Start-up co-founded by ex-Goldman trader is first fintech to complete takeover of a national bank

Finance

Jiko CEO Stephane Lintner

Source: Jiko

A tiny start-up led by a former Goldman Sachs trader has become the first fintech firm to complete the acquisition of a nationally-regulated U.S. bank, CNBC has learned.

Jiko, a 23-person company founded by Stephane Lintner, has closed a deal to purchase Mid Central National Bank, a 63-year old retail bank based in Minnesota, according to people with knowledge of the transaction. The start-up secured approval for the move from the Office of the Comptroller of the Currency and the Federal Reserve Bank of San Francisco, these people said.

The move by Jiko, which bills itself as a new kind of bank, gives it broad access to the highly-regulated U.S. market. Fintech firms have to choose one of three ways to break into this market: acquire a banking institution, apply to become a chartered bank, or partner with an existing lender.

Most of the new breed of online only-banks like Chime and Current chose to team up with existing FDIC-backed institutions, as that is the fastest way to get started. Last month, Varo Money became the first consumer fintech firm to earn a banking charter from the government through an application.

But Jiko, a company that has flown under the radar since its creation in 2016, is the first of the recent wave of fintechs to complete the takeover of a regulated bank, allowing it to offer Americans a broad array of financial services. Lending Club, one of the biggest U.S. providers of personal loans, said it was buying Radius Bancorp in February, but that deal will close in 2021, CNBC reported at the time.

“The move by Jiko represents an important milestone in the maturity and evolution of fintech companies seeking to expand the reach of their products and services by becoming banks, buying or combining with a bank, or continuing to partner with banks,” Acting Comptroller of the Currency Brian Brooks said in a statement. “It demonstrates the value and attractiveness of banks and in particular the federal banking system.”

Regulatory blessing

That U.S. regulators blessed the Jiko transaction is significant mostly because of how fundamentally different it is: It’s a consumer bank that doesn’t hold deposits.

Instead, customer money is swept into Treasury Bills, which are liquidated when a person uses a debit card or withdraws cash from ATMs. Rather than ceding the yield on those investments to the typical bank, which takes deposits and buys Treasuries or lends out the money, the Jiko customer keeps it.

Lintner, 40, is a computational mathematics PhD who spent nearly a decade on the trading floor of Goldman Sachs, helping the bank automate the buying and selling of stocks and derivatives. There, he saw during the 2008 financial crisis institutions around the world make disastrous bets that threatened the safety of customer deposits.

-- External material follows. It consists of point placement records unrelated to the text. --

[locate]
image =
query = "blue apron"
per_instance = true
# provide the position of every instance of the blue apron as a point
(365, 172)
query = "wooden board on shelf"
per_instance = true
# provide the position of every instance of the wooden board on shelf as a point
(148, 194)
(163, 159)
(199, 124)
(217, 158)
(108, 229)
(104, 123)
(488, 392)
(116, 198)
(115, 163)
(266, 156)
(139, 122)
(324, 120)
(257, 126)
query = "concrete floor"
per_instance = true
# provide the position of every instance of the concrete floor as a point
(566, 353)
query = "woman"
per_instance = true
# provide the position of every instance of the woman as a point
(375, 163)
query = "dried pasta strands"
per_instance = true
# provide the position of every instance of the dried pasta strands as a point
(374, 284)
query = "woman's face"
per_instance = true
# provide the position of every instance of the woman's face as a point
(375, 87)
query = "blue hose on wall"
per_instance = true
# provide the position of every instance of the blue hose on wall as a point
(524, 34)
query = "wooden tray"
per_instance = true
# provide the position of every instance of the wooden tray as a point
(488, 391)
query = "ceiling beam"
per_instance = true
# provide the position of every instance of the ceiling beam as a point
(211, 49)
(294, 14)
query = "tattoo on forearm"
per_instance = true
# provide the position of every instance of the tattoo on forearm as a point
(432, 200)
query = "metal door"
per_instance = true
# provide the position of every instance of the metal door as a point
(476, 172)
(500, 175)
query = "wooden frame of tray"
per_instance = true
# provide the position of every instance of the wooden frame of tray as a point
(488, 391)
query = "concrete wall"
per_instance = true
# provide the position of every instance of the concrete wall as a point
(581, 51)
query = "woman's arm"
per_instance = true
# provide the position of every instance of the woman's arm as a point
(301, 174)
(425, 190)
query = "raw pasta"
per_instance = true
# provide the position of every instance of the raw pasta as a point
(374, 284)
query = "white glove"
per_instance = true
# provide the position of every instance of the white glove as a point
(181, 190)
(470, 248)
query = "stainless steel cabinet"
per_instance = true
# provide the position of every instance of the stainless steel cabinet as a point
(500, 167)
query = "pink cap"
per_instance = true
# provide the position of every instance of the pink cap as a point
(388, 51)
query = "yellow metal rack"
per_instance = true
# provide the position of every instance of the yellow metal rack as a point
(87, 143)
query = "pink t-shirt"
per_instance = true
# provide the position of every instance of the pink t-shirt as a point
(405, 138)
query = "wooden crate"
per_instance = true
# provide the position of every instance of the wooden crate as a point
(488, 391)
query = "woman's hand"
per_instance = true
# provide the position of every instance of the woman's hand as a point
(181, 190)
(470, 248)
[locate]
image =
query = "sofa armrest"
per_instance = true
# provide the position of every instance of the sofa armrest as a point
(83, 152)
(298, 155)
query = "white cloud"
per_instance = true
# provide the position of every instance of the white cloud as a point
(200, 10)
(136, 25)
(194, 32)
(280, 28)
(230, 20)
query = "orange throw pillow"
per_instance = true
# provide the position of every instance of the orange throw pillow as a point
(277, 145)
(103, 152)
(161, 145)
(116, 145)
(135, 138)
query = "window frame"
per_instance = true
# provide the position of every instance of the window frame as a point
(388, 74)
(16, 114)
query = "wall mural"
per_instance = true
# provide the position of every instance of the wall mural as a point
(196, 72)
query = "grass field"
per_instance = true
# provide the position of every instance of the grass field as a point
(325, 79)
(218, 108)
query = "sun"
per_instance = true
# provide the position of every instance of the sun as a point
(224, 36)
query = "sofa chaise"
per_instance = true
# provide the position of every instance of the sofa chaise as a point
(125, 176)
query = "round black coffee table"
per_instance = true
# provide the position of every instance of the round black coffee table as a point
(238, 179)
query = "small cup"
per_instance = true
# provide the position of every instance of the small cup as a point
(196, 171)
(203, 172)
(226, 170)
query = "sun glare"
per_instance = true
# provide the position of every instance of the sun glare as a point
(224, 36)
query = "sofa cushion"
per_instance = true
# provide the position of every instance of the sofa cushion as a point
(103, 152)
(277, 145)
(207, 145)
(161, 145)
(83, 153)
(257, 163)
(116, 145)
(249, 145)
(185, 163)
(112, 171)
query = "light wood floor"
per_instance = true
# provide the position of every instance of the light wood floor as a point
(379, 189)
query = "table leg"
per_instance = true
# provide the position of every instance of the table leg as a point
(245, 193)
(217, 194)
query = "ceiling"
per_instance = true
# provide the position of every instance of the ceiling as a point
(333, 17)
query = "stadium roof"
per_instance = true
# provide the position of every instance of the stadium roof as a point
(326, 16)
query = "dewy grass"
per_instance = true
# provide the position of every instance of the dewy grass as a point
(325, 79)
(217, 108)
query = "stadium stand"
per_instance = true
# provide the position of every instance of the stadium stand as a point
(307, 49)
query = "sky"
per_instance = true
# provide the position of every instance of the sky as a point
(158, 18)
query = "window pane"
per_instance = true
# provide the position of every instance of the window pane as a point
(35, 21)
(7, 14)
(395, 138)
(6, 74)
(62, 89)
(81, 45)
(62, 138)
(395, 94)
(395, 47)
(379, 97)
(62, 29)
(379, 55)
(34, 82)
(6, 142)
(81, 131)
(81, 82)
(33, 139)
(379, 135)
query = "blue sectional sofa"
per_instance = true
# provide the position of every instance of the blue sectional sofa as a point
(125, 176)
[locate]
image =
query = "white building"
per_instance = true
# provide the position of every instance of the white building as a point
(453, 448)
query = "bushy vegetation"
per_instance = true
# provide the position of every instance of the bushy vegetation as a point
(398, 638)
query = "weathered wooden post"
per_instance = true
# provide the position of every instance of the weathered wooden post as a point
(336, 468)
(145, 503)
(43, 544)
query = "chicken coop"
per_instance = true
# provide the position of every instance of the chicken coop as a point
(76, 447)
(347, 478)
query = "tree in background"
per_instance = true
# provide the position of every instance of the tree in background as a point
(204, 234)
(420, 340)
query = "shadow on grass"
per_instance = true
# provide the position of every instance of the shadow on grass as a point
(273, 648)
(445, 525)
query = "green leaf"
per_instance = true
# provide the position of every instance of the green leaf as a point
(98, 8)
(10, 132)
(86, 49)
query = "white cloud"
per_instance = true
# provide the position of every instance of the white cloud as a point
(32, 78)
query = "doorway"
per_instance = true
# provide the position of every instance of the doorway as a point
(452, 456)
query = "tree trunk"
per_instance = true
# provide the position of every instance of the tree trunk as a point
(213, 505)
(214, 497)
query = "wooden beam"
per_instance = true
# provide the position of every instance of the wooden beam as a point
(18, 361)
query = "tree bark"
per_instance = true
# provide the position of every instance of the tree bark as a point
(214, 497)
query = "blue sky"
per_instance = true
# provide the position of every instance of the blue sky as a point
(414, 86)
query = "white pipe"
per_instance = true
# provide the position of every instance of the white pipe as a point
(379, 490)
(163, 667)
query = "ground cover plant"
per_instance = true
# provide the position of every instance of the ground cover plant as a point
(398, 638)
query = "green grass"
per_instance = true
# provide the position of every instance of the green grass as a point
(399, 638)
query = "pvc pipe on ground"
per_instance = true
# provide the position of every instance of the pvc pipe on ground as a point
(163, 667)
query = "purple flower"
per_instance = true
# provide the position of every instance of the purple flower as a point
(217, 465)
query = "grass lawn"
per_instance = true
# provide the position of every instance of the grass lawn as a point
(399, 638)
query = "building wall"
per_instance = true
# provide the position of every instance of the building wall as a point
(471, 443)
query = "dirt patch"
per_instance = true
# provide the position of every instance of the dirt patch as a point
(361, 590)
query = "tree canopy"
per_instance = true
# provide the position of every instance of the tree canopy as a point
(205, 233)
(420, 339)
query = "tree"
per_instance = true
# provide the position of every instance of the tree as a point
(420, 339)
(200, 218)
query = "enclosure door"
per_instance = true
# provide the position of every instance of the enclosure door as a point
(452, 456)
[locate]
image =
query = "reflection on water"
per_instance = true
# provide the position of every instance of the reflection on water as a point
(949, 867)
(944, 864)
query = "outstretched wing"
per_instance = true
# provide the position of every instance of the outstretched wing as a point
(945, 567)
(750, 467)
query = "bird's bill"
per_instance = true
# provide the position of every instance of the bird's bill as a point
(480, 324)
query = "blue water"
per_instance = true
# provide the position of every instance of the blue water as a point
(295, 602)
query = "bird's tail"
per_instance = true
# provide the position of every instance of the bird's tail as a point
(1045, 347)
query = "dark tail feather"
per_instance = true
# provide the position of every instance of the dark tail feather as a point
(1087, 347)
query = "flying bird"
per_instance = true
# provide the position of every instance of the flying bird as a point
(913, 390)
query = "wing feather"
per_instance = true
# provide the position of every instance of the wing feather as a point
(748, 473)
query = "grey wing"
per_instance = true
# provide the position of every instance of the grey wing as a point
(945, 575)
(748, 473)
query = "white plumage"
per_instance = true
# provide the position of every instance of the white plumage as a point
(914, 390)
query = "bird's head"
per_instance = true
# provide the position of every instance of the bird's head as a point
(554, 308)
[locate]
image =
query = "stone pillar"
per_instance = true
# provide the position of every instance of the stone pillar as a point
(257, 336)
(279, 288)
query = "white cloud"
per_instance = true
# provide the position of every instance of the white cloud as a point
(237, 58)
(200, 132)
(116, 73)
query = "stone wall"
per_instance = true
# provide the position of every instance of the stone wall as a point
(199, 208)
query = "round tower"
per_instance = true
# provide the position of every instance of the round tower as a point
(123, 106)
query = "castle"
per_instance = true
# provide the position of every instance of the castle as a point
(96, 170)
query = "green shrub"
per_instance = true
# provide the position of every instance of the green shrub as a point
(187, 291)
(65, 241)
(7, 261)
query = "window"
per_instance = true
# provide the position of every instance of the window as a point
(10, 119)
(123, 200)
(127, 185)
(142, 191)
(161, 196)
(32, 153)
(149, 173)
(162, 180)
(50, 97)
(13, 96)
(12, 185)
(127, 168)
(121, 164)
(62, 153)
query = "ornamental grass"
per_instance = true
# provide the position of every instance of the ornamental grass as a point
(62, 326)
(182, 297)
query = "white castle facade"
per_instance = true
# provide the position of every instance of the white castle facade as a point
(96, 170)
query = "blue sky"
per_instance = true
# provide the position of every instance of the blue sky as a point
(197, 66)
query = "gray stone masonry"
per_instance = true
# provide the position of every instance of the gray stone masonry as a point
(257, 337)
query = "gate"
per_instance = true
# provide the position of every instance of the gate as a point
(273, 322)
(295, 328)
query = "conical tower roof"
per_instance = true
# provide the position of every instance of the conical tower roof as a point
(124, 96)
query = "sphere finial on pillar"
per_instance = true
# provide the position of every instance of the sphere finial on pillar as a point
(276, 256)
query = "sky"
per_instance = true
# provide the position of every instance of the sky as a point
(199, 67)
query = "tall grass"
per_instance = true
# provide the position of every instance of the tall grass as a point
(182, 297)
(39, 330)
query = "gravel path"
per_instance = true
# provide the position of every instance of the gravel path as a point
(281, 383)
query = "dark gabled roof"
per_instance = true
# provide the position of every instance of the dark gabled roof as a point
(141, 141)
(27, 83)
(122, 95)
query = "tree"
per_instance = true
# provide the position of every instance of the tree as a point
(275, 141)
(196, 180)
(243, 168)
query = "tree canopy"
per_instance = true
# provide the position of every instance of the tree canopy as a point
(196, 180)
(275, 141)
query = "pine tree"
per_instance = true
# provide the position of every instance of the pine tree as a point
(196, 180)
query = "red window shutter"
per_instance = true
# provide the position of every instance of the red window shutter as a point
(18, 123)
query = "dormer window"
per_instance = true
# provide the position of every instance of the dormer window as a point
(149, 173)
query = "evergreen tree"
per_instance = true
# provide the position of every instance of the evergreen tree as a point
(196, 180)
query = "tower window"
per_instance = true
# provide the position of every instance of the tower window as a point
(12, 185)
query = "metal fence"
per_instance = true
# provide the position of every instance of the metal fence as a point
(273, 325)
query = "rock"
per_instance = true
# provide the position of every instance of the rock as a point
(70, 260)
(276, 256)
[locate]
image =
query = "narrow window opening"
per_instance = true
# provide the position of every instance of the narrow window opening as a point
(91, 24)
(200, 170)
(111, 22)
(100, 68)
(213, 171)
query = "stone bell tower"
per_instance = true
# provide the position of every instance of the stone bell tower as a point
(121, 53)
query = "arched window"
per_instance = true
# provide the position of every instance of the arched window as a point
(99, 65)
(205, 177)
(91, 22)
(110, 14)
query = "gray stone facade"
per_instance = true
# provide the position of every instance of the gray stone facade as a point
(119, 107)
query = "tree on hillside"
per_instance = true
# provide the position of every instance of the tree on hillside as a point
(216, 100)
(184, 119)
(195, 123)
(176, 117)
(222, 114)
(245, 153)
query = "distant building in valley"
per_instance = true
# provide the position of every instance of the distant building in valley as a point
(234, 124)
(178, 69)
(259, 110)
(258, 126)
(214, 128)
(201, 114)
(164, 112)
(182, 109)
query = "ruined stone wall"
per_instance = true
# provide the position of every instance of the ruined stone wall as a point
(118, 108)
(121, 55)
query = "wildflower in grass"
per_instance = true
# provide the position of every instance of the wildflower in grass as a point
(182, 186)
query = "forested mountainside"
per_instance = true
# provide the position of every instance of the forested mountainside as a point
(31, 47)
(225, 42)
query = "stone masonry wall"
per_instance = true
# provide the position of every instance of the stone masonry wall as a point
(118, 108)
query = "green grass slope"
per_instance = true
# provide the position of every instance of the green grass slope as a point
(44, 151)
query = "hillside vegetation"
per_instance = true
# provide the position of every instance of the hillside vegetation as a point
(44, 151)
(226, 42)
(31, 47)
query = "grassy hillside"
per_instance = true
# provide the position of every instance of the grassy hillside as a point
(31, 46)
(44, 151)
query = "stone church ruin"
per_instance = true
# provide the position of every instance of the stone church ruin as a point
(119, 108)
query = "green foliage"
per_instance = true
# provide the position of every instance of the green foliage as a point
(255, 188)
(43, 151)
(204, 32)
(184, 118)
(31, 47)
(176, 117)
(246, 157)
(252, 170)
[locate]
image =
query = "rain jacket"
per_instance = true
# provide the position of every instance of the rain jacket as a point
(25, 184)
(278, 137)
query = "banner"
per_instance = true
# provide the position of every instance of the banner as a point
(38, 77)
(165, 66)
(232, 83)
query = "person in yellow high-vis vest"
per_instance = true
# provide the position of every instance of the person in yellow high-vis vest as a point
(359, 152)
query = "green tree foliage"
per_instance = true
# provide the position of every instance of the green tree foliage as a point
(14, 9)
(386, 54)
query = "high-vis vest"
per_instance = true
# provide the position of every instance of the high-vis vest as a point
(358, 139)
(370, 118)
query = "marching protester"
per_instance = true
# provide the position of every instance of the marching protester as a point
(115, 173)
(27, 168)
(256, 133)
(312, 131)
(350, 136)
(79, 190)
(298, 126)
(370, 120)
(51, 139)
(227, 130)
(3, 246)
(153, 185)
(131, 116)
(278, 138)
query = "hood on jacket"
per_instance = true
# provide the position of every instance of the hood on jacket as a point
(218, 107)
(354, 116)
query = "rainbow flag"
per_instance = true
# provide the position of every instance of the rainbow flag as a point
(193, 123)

“Once I saw what happens to deposits, I just thought there had to be another way to give people that money experience without entangling it with the risky lenders,” Lintner said. “I don’t want a society that collapses once in a while.”

He left the New York-based bank in 2016 with the kernel of an idea: How could you cut out the middlemen in banking?

His answer was to give banking customers direct access to Treasuries, which are backed by the U.S. government and considered one of the least risky investments available. Jiko means “self” in Japanese.

The Jiko account, which has been in beta mode for the past two years, functions like a combination of a checking and savings account. The bank’s app is being revamped with more features, including a cash-back debit card and tokenized bank account numbers, and will be released before year-end.

“Now that you’ve gotten money that’s transparently stored, you know what you’re holding, you’re not funding the North Dakota pipeline or something like that,” Lintner said. “You’re getting what that money is earning, the Treasury Bill rates, which is the first thing that banks do when they get your money, they buy T-Bills.”

Since money at Jiko is swept into a brokerage account invested in T-Bills, it’s covered for up to $500,000 by the Securities Investor Protection Corporation, or SIPC, and not the FDIC.

Not risk-free

But it remains to be seen if American banking customers want to assume the risk of fluctuations in the value of investments, even as safe as T-Bills, in exchange for the chance of greater yield.

The Jiko account generated a 3.3% annualized return last year, far outstripping the rate that most big banks pay, Lintner said. But interest rates have fallen since then as the Federal Reserve slashed rates in response to the coronavirus pandemic.

Meanwhile, the brick and mortar bank the start-up is acquiring, formerly known as Mid-Central Federal Savings Bank, will continue to operate its three branches in Minnesota as a normal bank.

Since Jiko passes on the yield from investments and most of the swipe fees on an upcoming debit card to customers, Lintner said he envisions charging a “Netflix-like” subscription fee.

“As a first place to put money in, it’s an excellent place to be in,” Lintner said of Treasuries. “We built a scalable platform, we can go from zero to 300 million Americans, and do a lot of stuff with absolute stability. Now we can deliver an awesome experience and a number of other features.”